Field Notes Part 3, Week 8: Zhoukoudian


To: Pia Schuster

From: Evelyn Willoughby

Subject: Winding down

Dear Pia,

In five short days, I’ll be with you again. Our sixteen months have been cut short, reduced to only six months. Of course I don’t blame Andi or myself or anyone else (with the possible exception of Mission Control) for this outcome. We planned for everything, but could not have prevented the cave collapse accident. Even with our greatest efforts, so much comes down to chance. Our luck has left us, but we’ll still return alive and relatively whole. That must be regarded as a success, no matter what.

Can I confess how desperate I am to return, now that the date is so near? I miss the taste of fresh fruits and vegetables. I miss the sound of traffic, the murmur of other human voices. I miss reliable electricity, I miss the Internet, I miss the conveniences of modern life. Most of all I miss you. Will your voice still sound the same? Will your hand find its comfortable place in my own? How much has distance changed us; how much has the past remade me? I was ready to be the leader of this mission when we left. Now, I am desperately eager to relinquish these responsibilities. I no longer want to weigh the risk of every action we take. 

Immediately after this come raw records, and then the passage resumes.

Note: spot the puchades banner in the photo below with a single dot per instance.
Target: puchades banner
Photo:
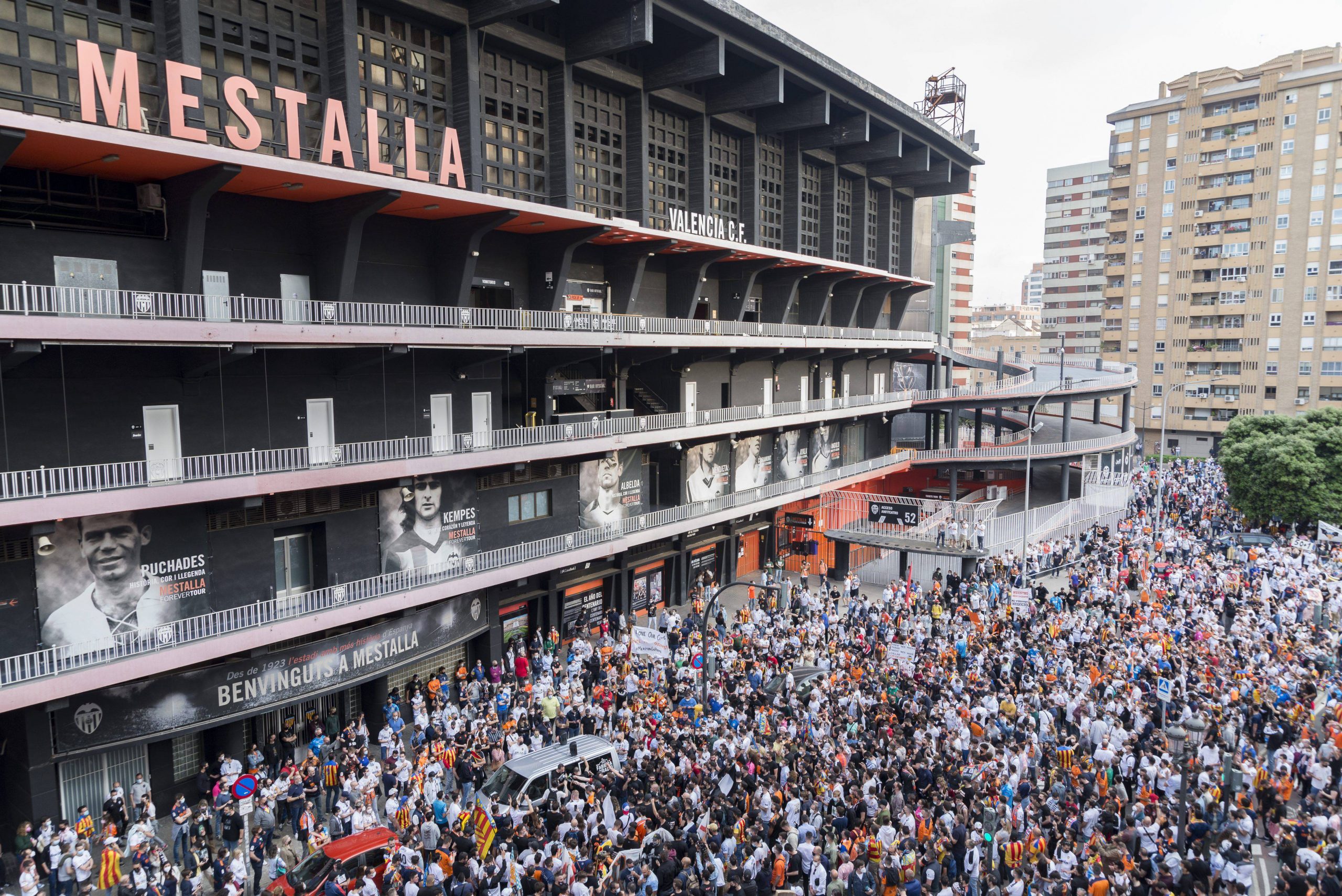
(245, 687)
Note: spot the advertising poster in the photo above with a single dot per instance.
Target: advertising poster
(708, 471)
(254, 685)
(513, 620)
(583, 608)
(611, 489)
(124, 573)
(789, 455)
(826, 448)
(752, 463)
(430, 524)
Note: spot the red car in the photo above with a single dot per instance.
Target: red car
(340, 856)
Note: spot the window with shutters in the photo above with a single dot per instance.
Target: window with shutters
(598, 150)
(38, 65)
(669, 167)
(809, 210)
(403, 73)
(276, 45)
(513, 97)
(770, 164)
(725, 175)
(843, 219)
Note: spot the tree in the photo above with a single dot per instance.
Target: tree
(1285, 467)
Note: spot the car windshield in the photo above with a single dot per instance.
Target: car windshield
(310, 873)
(502, 785)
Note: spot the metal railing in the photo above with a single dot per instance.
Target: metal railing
(46, 482)
(56, 661)
(1050, 450)
(29, 299)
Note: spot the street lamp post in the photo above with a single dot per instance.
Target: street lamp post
(1030, 448)
(1160, 481)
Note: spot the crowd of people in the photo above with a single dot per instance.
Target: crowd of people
(941, 738)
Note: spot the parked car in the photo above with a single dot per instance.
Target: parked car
(337, 858)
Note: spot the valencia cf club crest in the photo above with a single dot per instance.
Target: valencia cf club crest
(88, 718)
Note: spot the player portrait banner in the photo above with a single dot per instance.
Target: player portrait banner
(611, 489)
(246, 687)
(752, 463)
(708, 471)
(826, 448)
(791, 455)
(126, 573)
(430, 524)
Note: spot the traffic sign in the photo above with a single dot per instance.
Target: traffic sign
(243, 786)
(1164, 690)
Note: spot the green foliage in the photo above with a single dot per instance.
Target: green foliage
(1289, 467)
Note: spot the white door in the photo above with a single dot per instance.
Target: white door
(482, 419)
(217, 296)
(163, 443)
(294, 298)
(321, 431)
(440, 423)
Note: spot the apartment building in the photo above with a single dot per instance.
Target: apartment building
(1032, 286)
(1075, 214)
(1225, 267)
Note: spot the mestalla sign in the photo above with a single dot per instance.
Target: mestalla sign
(118, 93)
(171, 703)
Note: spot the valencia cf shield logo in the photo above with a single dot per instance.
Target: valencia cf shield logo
(88, 718)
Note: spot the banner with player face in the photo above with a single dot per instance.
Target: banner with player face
(430, 524)
(117, 575)
(752, 463)
(708, 471)
(611, 489)
(791, 455)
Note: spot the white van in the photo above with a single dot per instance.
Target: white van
(532, 774)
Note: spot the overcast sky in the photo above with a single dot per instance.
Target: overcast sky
(1041, 77)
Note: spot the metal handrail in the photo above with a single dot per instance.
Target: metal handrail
(56, 661)
(31, 299)
(46, 482)
(1012, 451)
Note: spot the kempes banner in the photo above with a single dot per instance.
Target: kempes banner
(121, 573)
(611, 489)
(708, 472)
(430, 524)
(172, 703)
(826, 448)
(789, 455)
(752, 463)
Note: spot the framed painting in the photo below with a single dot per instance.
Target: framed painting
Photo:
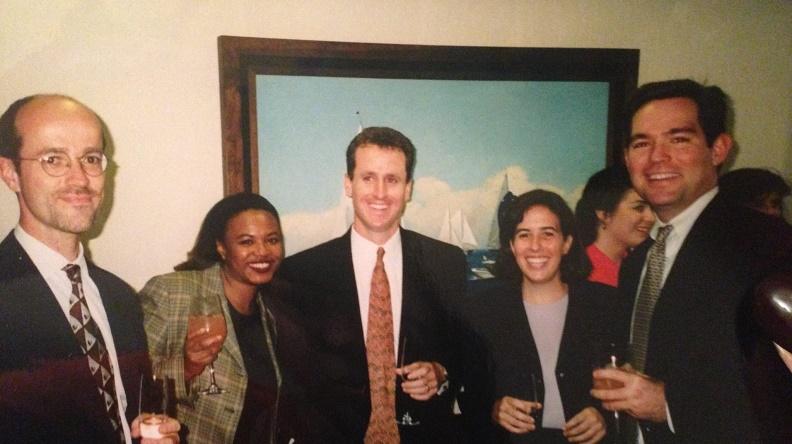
(485, 121)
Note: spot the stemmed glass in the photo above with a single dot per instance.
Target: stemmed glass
(206, 317)
(406, 419)
(611, 361)
(155, 402)
(534, 399)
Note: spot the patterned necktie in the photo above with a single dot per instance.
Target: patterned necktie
(381, 361)
(647, 298)
(93, 346)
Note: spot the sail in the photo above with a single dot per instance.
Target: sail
(465, 235)
(456, 230)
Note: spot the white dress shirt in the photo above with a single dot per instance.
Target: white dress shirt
(50, 265)
(364, 257)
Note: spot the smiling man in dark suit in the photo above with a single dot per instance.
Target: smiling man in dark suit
(72, 345)
(386, 360)
(693, 342)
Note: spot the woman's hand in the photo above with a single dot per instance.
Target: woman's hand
(514, 414)
(200, 349)
(587, 427)
(169, 429)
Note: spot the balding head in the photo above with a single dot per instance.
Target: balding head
(30, 107)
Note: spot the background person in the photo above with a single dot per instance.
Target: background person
(611, 219)
(235, 260)
(700, 370)
(755, 188)
(543, 327)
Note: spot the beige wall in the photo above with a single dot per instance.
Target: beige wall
(150, 69)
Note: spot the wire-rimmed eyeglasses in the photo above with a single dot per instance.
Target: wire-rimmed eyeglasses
(58, 164)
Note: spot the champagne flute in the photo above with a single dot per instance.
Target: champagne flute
(155, 402)
(611, 361)
(535, 399)
(406, 419)
(206, 316)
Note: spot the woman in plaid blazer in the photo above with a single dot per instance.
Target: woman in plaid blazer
(237, 253)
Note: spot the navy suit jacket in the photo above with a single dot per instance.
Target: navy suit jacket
(497, 315)
(433, 281)
(702, 336)
(47, 393)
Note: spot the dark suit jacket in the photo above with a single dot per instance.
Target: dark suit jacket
(47, 393)
(433, 278)
(498, 318)
(701, 331)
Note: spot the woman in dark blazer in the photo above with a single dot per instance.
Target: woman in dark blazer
(544, 328)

Still, there’s no use wasting a final week in the Pleistocene. I’ve been collecting local weather data, helping Andi with a limited bio-blitz, investigating caves, albeit from a safe distance. There are so many things I still wanted to investigate: cave art among the Neanderthals, more advanced trade networks, family relationships among different species. But those things will be for another achroniologist to investigate; I doubt I will ever return to the past again.

It’s hard to make sense of my thoughts for the moment. There is the urge to collect more, see what we can while we’re here. It competes against indolence and a desire for relaxation. We have done so much already; surely a break is merited. Overriding all else is the need to see you, to tell you the thousands of things that cannot be conveyed in writing. I’ll hope for one last letter with your name on it before we depart. I am counting down the days, the hours. 

All my love,



To: Michael and Deborah Chang

From: Andrea Chang
Subject: The final stretch

 Dear Mom and Dad,

In less than 48 hours, I’ll be back in the 21st century again. Who knows, by the time you get this letter I might already be back, and you could be waiting for my call to tell you I’m safe and sound and super excited to eat some Taco Bell. We’ll be on quarantine for a week to be sure that we haven’t brought any Pleistocene bugs back with us, but you can be sure I’ll come to see you as soon as they let me out. Maybe I’ll even bring Evie! She’s heard so much about you, she says she feels like she knows you already. Don’t worry, only good things. How would you feel about a house full of guests?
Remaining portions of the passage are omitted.